Bank Sentral Cina Memulai Uji Coba untuk Membatasi Transaksi Tunai Berjumlah Besar

Bank Rakyat China (PBOC) mengumumkan bahwa mereka akan mengujicobakan pembatasan transaksi tunai skala besar di tiga wilayah berbeda di seluruh negeri, dengan seorang pakar menyebut langkah itu membuka jalan bagi digital Renminbi token (RMB) yang akan datang.

Pada 14 November, PBOC bermaksud untuk melakukan uji coba manajemen uang berskala besar yang akan berlangsung selama 2 tahun dan akan dilaksanakan secara bertahap di Provinsi Hebei, Provinsi Zhejiang dan Kota Shenzhen.

PBOC menjelaskan bahwa transaksi tunai besar memfasilitasi kegiatan kriminal ilegal yang mencakup korupsi, penggelapan pajak, dan pencucian uang.

Bank Rakyat akan membatasi setoran / penarikan uang tunai dalam jumlah besar untuk akun bisnis mulai dari 500.000 yuan ($ 71.000) dan lebih tinggi, sementara pembatasan akun pribadi akan berkisar dari 100.000 yuan ($ 14.000) hingga 300.000 yuan ($ 43.000), tergantung provinsi.

PBOC juga akan memperketat kontrolnya atas transaksi tunai bernilai besar untuk sektor industri tertentu. Ini akan melihat lebih dekat pada industri real estat di Kota Xingtai, catatan industri medis Kota Qinhuangdao, penarikan tunai skala besar, dan industri penjualan mobil di Provinsi Zhejiang. Staf PBOC dilaporkan mengatakan:

“Di bawah persyaratan manajemen kas skala besar, bank perlu memperdalam pemahaman mereka tentang pelanggan saat ini, memperkuat peringatan risiko dan komunikasi informasi untuk pelanggan yang cenderung menghasilkan transaksi tunai besar, dan membimbing mereka untuk menggunakan alat pembayaran non-tunai.”

Menurut Dovey Wan, mitra pendiri di perusahaan pemilik aset kripto global Primitive Ventures, pengenalan pilot pembatasan membuka jalan bagi digital Renminbi token (RMB) yang akan datang.

Meskipun detail mata uang digital ini tidak diketahui secara resmi, namun pasti tidak akan terdesentralisasi seperti Bitcoin (BTC) karena akan dikeluarkan oleh bank sentral.

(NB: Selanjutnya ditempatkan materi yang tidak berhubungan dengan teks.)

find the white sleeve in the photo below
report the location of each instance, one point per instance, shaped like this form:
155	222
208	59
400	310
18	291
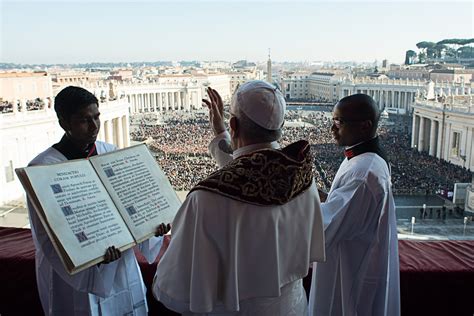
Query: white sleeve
98	280
220	149
151	248
347	212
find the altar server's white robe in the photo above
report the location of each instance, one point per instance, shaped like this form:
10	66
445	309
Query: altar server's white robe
111	289
361	273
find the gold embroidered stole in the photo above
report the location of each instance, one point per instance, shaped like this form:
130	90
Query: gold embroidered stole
264	177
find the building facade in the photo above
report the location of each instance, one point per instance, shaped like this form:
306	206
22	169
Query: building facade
445	129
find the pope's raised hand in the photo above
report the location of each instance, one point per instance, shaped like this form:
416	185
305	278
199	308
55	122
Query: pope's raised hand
216	111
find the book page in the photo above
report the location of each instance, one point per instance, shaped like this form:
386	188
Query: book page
139	188
79	210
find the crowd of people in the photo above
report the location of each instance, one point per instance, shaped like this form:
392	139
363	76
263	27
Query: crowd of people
181	149
31	105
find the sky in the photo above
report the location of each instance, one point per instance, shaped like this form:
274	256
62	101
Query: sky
132	31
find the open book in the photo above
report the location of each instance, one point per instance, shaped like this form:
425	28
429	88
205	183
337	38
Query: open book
118	198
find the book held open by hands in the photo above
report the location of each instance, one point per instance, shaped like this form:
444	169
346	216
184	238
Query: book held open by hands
87	205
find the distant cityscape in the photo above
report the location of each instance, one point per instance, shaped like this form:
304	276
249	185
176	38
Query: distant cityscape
427	105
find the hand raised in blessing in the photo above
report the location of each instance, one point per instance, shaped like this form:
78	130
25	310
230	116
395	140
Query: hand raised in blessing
216	111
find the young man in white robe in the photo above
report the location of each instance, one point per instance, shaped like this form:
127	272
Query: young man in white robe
245	236
361	272
114	287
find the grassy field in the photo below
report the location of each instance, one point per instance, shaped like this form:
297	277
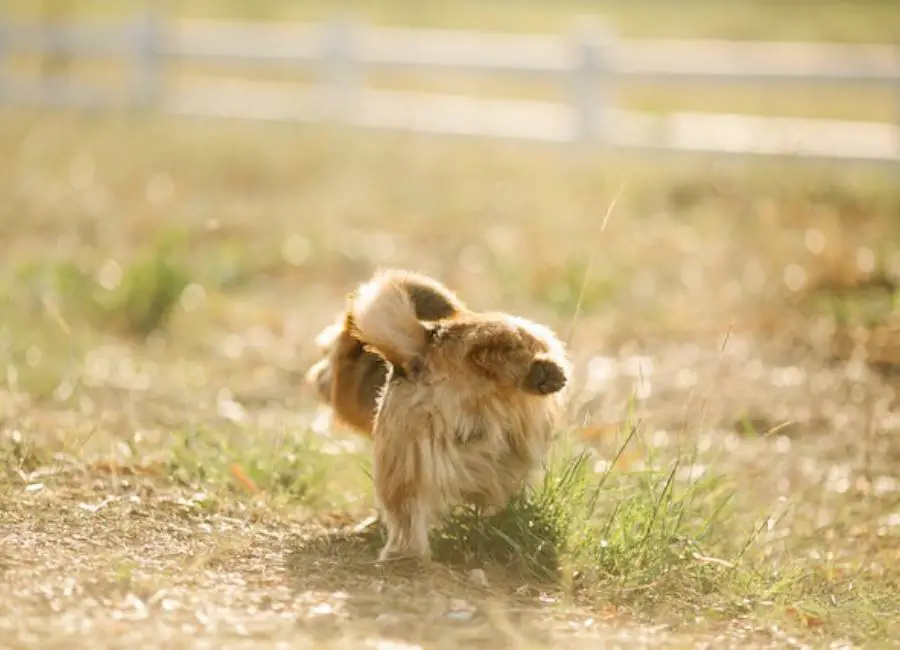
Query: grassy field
728	475
831	21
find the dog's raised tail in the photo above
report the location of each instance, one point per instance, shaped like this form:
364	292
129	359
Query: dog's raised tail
384	318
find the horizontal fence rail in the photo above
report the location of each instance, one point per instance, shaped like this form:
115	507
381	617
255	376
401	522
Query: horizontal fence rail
587	61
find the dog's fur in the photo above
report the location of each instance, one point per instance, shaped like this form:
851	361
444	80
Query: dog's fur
467	412
350	378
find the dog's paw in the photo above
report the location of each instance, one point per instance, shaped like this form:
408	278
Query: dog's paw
545	377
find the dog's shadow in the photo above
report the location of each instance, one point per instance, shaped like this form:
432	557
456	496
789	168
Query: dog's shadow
515	550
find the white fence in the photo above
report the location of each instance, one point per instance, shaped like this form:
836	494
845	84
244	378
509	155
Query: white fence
588	62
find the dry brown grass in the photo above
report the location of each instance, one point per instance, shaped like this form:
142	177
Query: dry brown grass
178	489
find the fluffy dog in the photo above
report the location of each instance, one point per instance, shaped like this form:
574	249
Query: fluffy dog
466	414
350	378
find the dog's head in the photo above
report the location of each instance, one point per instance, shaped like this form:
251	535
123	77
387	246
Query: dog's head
347	376
491	352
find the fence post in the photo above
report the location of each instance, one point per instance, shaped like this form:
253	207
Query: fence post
147	53
57	53
591	74
341	72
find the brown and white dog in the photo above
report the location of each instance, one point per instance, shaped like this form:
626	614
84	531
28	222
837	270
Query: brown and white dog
348	377
467	409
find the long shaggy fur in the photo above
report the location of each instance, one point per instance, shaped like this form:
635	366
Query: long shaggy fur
350	378
467	412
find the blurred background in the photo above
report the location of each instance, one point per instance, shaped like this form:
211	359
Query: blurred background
694	194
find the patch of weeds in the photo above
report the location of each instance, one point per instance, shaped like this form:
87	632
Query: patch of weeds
293	469
135	299
149	289
530	536
19	454
632	536
567	291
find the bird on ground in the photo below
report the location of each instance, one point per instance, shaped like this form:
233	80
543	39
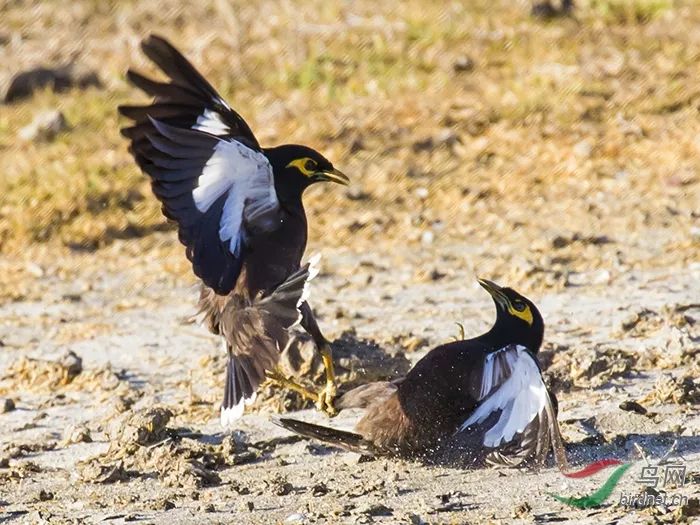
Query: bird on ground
468	401
239	213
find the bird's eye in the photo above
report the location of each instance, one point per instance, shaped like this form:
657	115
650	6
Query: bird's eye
519	306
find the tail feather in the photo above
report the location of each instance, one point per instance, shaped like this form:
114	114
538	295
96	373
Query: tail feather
239	390
342	438
254	335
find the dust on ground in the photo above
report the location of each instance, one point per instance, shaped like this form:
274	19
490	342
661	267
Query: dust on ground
556	157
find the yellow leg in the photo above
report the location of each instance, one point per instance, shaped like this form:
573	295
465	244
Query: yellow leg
327	395
276	378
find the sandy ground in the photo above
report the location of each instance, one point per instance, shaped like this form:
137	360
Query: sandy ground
557	157
630	340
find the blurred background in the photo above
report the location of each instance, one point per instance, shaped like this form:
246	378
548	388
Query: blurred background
542	152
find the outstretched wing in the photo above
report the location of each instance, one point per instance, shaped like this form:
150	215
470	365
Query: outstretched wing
515	405
187	101
256	333
206	167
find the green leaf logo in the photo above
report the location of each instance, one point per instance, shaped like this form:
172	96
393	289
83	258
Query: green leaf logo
599	496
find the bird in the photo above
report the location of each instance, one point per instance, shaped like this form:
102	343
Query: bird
239	213
480	400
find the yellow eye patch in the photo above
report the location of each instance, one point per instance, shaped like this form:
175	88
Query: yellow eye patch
524	314
305	165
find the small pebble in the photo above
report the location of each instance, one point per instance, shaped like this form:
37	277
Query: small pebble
8	405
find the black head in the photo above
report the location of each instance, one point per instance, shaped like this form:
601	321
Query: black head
518	320
297	167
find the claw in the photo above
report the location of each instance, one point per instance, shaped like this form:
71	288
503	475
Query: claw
460	337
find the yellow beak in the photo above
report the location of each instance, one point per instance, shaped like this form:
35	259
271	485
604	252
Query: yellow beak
334	175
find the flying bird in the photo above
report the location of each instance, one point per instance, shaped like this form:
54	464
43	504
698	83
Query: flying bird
483	397
239	213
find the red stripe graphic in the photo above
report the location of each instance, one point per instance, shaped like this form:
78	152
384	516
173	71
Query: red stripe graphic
591	469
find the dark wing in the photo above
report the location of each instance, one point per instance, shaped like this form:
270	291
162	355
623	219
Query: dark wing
341	438
256	333
187	101
205	165
515	404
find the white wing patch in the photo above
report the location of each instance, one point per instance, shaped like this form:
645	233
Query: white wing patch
210	122
246	175
520	397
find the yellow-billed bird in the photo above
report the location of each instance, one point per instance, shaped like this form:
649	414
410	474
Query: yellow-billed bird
481	399
239	211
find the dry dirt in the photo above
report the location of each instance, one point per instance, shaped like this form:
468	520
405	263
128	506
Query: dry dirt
559	158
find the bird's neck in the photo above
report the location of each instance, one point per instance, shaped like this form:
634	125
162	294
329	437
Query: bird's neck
502	335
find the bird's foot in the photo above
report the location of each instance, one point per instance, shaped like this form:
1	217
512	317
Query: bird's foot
275	377
326	398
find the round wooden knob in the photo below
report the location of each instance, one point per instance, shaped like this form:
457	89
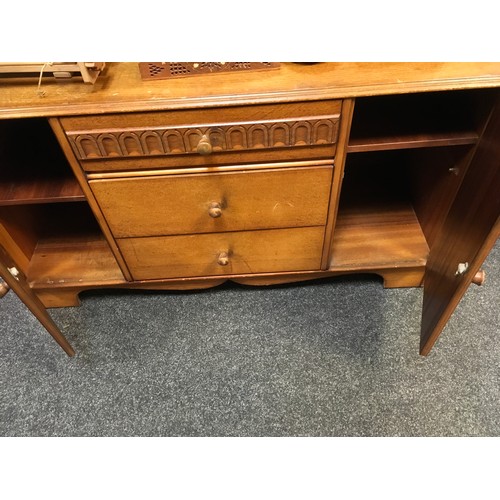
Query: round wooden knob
223	259
215	210
4	288
204	147
479	278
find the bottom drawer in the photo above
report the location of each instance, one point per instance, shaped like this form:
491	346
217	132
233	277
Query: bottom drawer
215	254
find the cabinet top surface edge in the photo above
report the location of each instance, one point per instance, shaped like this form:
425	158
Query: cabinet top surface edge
120	88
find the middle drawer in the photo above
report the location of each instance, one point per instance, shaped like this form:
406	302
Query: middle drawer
215	202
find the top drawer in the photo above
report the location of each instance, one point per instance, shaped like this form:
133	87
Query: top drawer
214	136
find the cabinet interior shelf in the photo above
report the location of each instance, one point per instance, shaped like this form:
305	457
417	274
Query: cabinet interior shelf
83	260
422	140
374	236
30	189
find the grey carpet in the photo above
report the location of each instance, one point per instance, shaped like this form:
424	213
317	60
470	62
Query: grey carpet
329	358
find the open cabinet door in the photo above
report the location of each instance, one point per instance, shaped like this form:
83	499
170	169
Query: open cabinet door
468	234
17	282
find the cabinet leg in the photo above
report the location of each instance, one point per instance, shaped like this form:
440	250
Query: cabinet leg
33	303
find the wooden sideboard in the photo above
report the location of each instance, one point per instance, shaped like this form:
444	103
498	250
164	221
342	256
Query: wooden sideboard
264	177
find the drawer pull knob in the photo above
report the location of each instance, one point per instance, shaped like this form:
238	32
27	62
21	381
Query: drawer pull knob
223	259
215	210
204	146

CEO Binance Changpeng Zhao, lebih dikenal sebagai CZ, yang berbicara di BlockShow Asia 2019, meramalkan bahwa RMB digital akan didasarkan pada blockchain. Dia menjelaskan alasannya:

“Pemerintah Cina ingin mendorong pengaruh RMB secara global. Mereka ingin RMB bersaing dengan dolar AS. Untuk melakukan itu mereka benar-benar perlu mendorong mata uang ini untuk memiliki lebih banyak kebebasan. ”

Dalam upaya untuk memadamkan desas-desus yang bertentangan, seorang pejabat senior dari People’s Bank of China mengatakan bahwa China tidak meluncurkan perang melawan uang tunai dengan memperkenalkan mata uang digitalnya sendiri. Mu Changchun, kepala lembaga penelitian mata uang digital di PBOC, menegaskan bahwa Beijing bermaksud untuk mata uang baru untuk melengkapi uang kertas yuan.